PaaSを含むクラウドサービスには、登場時からセキュリティに不安を感じる企業の声もあったようです。提供事業者側で対策を施していることがほとんどですが、利用者側にも、コストパフォーマンスをあげつつ安全に利用するための知識が必要となるでしょう。

PaaS導入時は懸念もある?

PaaSはサーバやスイッチ、ロードバランサー、ファイアウォールなどのITインフラに加えて、OSやミドルウェアといったソフトウェア群も併せて貸与されるため、システム開発・運用・保守における負荷を軽減できるサービスです。また、新規サービスの立ちあげ時のみならず、レガシーシステムからの移行先としても選ばれるようになってきました。これは、初期導入コストに加えてランニングコストの削減も可能なことが理由です。

このように一見デメリットがないように見えるPaaSも、実はいくつかの懸念を抱えています。そのひとつがセキュリティリスクです。情報システムに高度なセキュリティ要件が課されるようになり、オンプレミス型の環境であってもセキュリティ対策は難しいもの。ましてや現物が手元にないクラウド環境であれば、利用者が心配するのも無理はないといえるでしょう。

そこで、PaaSを含めたクラウドサービスのセキュリティ対策について具体的に考えていきます。

責任範囲があいまいになりがち

PaaSを含めたクラウドサービスは、実際にハードウェアやソフトウェアを所有するわけではなく、あくまで「利用」です。そのため、クラウドサービスを提供する事業者と利用者側で、セキュリティに関する責任範囲の明確化が必要になります。

特にネットワークに関するセキュリティは責任分担が難しく、一体どこからが利用者側の責任となるのか、不明瞭なケースがあります。シンプルに切り分けるのであれば、利用者側が自らのLAN環境内において責任を負い、そのほかのネットワークについては事業者側の責任とする、という考え方になるでしょう。

しかしPaaSにおいては、実際に環境を利用しているユーザー側の過失によるトラブルも考えられるため、簡単に線引きができないこともあります。問題が起こったとき、利用者と事業者間のトラブルを防ぐためにも、SLAで責任範囲の境界線を明確にしておくことが大切です。

仮想化技術ゆえのセキュリティ対策

PaaSをはじめとしたクラウドサービスは、その根底に仮想化技術があります。この仮想化技術ですが、セキュリティという観点から考えるとオンプレミス型とは違う対策が必要になります。
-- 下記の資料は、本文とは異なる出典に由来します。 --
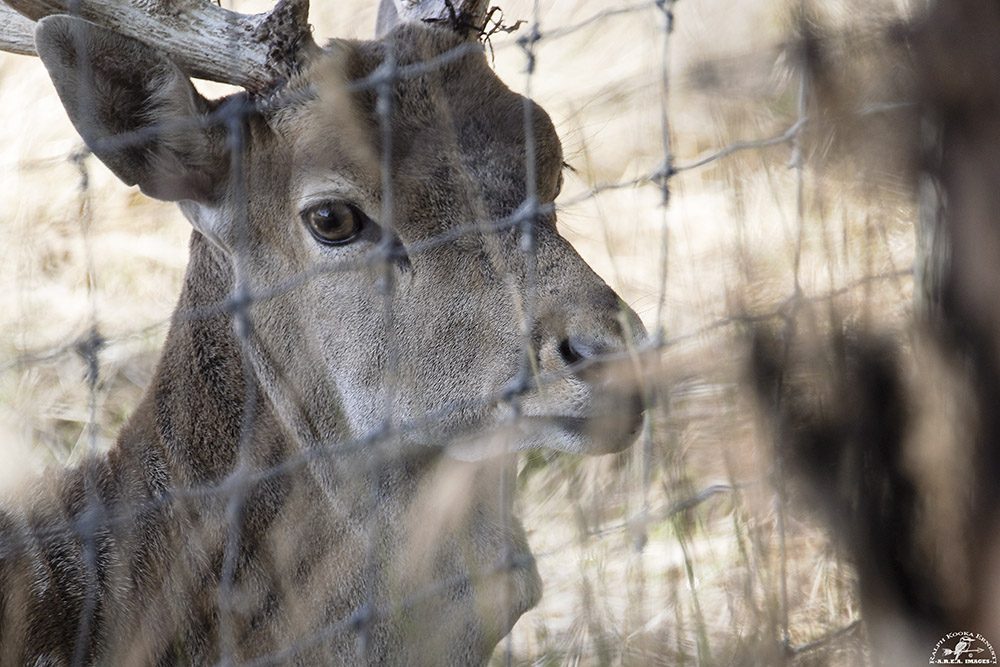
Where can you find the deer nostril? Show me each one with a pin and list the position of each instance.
(569, 353)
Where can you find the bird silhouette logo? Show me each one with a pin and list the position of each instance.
(963, 648)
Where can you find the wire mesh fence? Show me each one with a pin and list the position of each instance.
(696, 180)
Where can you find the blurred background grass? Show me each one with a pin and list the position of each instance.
(677, 552)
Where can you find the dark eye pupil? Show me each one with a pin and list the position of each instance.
(333, 222)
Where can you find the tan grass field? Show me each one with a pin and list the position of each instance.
(698, 586)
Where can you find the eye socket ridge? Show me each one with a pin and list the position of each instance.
(334, 222)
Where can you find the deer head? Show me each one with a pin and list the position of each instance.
(373, 221)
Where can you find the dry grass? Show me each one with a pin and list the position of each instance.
(702, 585)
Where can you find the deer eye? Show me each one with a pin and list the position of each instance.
(334, 222)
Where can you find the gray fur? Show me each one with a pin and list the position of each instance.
(396, 550)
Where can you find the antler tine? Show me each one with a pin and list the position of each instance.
(469, 12)
(254, 51)
(17, 33)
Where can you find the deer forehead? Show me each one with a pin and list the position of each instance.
(458, 150)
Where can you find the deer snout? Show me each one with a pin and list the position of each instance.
(592, 353)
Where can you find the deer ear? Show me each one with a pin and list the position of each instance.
(135, 109)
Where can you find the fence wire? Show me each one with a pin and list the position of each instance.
(382, 448)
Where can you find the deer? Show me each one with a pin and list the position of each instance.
(377, 315)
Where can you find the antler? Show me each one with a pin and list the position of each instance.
(466, 13)
(253, 51)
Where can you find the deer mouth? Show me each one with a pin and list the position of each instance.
(607, 431)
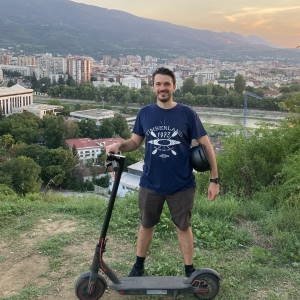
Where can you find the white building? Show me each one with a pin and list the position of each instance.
(131, 82)
(41, 110)
(97, 115)
(88, 149)
(130, 181)
(25, 71)
(15, 99)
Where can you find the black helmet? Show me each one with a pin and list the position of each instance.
(199, 159)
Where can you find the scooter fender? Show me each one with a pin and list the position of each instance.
(198, 272)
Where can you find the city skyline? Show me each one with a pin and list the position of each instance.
(276, 21)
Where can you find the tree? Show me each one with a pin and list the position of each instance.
(239, 84)
(106, 129)
(24, 174)
(70, 81)
(120, 126)
(88, 128)
(11, 83)
(188, 85)
(54, 131)
(6, 141)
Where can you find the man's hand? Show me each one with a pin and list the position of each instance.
(213, 191)
(113, 148)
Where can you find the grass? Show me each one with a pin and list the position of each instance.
(252, 247)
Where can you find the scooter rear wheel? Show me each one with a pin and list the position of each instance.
(85, 291)
(206, 286)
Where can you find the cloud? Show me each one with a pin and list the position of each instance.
(255, 11)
まず、PaaSの多くは共有型で、ITインフラを複数の仮想環境で共有することで成立しています。つまり、同じ資源を他社や他部署と共有していることに他なりません。そうなると、組織間の情報漏洩リスクが高まるのではないかという指摘があります。次に、仮想環境上のOSは、それぞれの環境を束ねて管理する「ホストOS」が存在し、悪意をもった第三者がこのホストOSを乗っ取った場合、その下に連なる仮想環境のOSは、悪意を持った侵入者に管理権限を奪われ、操作不能に陥るかもしれません。

このように仮想化技術だからこその心配については、事業者側が対策を講じていることがほとんどですが、利用者側としてもしっかりと把握しておく必要があるでしょう。

クラウド導入はコストとセキュリティのバランスが大切!

クラウドサービスはどうしてもオンプレミス型に比べてセキュリティを心配しがちですが、圧倒的な導入コストの低さが魅力でもあります。セキュリティに対する要求が高いシステムをクラウド化するときには、対策にかかる費用も勘案して細心の注意を払いたいものです。

導入時にはコストとセキュリティのバランスを考えながら、シミュレーションを実施することが大切です。